Warga Desa Adat Dharma Jati Ramai – Ramai mendatangi Wantilan Pura Tukad Mungga

TARGET NUSA.COM, Buleleng – Minggu 25 Desember 2017, Warga Desa Adat Dharma Jati mendatangi wantilan pura Desa Tukad Mungga Kecamatan Buleleng, Bali.
Membahas serta membuat perarem adat (Peraturan), terkait kepemilikan Hotel milik Wayan Angker yang terletak di Desa Tukat Mungga, di duga menyerobot Tanah  Negara.

Paruman dihadiri oleh Jro Kelian Adat , Ketut Wicana, Kepala Desa Tukad Mungga Putu Madia, Paguyuban Pemangku, Kherta Desa, Sabha Desa Pakraman Dharma Jati, seluruh Perangkat Desa Tukad Mungga, Prajuru Adat, LPM Desa Tukad Mungga dan Tim Aset desa Tukad Mungga, serta warga Kerama Desa.

Hasil dari Paruman mencetuskan; Bahwa tanah di wilayah desa adat Dharma Jati yang di klaim oleh Wayan Angker, dinyatakan bahwa Tanah Adat yang sudah turun temurun dikuasai dan diberikan hak kelola oleh negara kepada Adat Dharma Jati Desa Tukad Mungga bukan milik Wayan Angker.

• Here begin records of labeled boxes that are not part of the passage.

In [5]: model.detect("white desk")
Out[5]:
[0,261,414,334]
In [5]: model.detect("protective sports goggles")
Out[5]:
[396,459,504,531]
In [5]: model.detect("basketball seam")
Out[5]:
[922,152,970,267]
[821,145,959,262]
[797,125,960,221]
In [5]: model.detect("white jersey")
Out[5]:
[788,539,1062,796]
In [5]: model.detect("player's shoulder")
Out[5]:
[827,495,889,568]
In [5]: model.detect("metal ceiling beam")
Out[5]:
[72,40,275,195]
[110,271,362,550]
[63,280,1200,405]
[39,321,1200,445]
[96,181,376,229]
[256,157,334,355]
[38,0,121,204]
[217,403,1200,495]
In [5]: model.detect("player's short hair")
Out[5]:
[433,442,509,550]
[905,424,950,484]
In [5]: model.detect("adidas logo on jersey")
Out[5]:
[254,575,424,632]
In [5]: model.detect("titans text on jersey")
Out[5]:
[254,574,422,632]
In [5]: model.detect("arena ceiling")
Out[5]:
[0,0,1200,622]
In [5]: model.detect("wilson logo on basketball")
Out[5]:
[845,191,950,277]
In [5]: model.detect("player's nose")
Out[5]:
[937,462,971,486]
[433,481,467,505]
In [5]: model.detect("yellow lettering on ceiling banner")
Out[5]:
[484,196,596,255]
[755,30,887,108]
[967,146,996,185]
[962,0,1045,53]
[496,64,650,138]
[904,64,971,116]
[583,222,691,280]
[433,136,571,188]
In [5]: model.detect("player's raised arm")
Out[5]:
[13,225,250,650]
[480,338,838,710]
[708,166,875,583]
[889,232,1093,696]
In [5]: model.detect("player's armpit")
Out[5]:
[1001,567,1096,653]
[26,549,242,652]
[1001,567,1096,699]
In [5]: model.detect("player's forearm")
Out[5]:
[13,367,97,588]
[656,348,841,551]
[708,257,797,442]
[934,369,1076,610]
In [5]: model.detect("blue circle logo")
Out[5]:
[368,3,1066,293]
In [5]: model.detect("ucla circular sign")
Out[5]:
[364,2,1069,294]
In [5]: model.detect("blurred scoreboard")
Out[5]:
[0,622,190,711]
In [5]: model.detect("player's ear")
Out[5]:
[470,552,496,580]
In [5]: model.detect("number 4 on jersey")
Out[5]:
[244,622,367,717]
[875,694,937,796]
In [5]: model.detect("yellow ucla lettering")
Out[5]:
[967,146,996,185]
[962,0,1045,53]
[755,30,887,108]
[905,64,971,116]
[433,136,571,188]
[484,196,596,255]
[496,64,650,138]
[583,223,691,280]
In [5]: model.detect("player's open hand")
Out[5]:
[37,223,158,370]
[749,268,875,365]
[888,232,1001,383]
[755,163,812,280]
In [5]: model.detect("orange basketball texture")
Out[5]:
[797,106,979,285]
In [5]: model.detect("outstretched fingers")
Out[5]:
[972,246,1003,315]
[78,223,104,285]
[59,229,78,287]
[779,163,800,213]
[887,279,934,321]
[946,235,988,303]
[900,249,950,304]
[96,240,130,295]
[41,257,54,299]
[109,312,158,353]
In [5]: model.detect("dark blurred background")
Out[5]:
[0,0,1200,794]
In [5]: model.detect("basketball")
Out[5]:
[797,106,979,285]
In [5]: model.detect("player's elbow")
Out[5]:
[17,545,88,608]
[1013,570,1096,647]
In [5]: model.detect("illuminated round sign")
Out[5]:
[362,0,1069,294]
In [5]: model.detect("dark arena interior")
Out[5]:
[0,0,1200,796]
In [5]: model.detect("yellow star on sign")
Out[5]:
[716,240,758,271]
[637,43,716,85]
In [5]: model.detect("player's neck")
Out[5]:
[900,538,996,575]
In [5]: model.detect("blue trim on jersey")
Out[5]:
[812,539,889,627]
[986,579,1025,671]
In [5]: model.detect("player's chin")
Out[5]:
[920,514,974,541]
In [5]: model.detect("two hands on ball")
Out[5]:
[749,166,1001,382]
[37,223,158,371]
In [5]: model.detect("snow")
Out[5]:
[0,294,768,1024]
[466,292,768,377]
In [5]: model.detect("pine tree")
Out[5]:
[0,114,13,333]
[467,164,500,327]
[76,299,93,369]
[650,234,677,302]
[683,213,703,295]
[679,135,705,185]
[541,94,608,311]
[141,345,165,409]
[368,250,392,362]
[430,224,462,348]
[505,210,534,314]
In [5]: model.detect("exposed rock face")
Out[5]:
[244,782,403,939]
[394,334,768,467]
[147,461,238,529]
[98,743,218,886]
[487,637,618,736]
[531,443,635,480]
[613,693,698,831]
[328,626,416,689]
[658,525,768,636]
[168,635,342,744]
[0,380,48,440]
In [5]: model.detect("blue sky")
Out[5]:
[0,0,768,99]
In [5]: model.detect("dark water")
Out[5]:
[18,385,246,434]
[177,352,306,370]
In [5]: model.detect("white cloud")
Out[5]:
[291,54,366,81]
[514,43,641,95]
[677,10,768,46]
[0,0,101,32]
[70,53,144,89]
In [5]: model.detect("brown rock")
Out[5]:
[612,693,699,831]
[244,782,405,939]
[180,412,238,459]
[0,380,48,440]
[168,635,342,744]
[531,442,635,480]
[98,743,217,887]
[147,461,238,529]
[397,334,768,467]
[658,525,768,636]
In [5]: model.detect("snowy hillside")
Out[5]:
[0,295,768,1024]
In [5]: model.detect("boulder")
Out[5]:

“Dari hasil Paruman bahwa tanah tersebut merupakan tanah desa adat yang dikelola secara turun temurun oleh adat, kenapa demikian?. Dari kesaksian-kesaksian warga yang mana tanah Negara itu telah dikuasakan ke desa Adat. Maka dari itu Tanah tersebut merupakan tanah Adat, nanti kita  panggil Wayan Angker yang telah mengklaim bahwa tanah itu miliknya,” kata Putu Madia.

Sebelumnya Wayan Angker telah memenuhi panggilan kekantor desa karena didesak oleh ratusan warga Tukad Munga yang mengatas namakan “Tukad Munga Bersatu” dari hasil pemanggilan tersebut Wayan Angker yang membawa dua sertifikat, diduga ada kejanggalan pada bukti serifikat yang diserahkan ke Kantor Desa Tukad Mungga.

Beberapa tokoh masyarakat yang didampingi LSM dari Kontras dan Pemerhati Masyarakat Buleleng mendatangi kantor BPN Singaraja bertemu langsung dengan kepala BPN, serta menunjukan copy sertifikat yang diberikan oleh Wayan Angker, namun sertifikat yang ditunjukan masih diragukan oleh pihak BPN.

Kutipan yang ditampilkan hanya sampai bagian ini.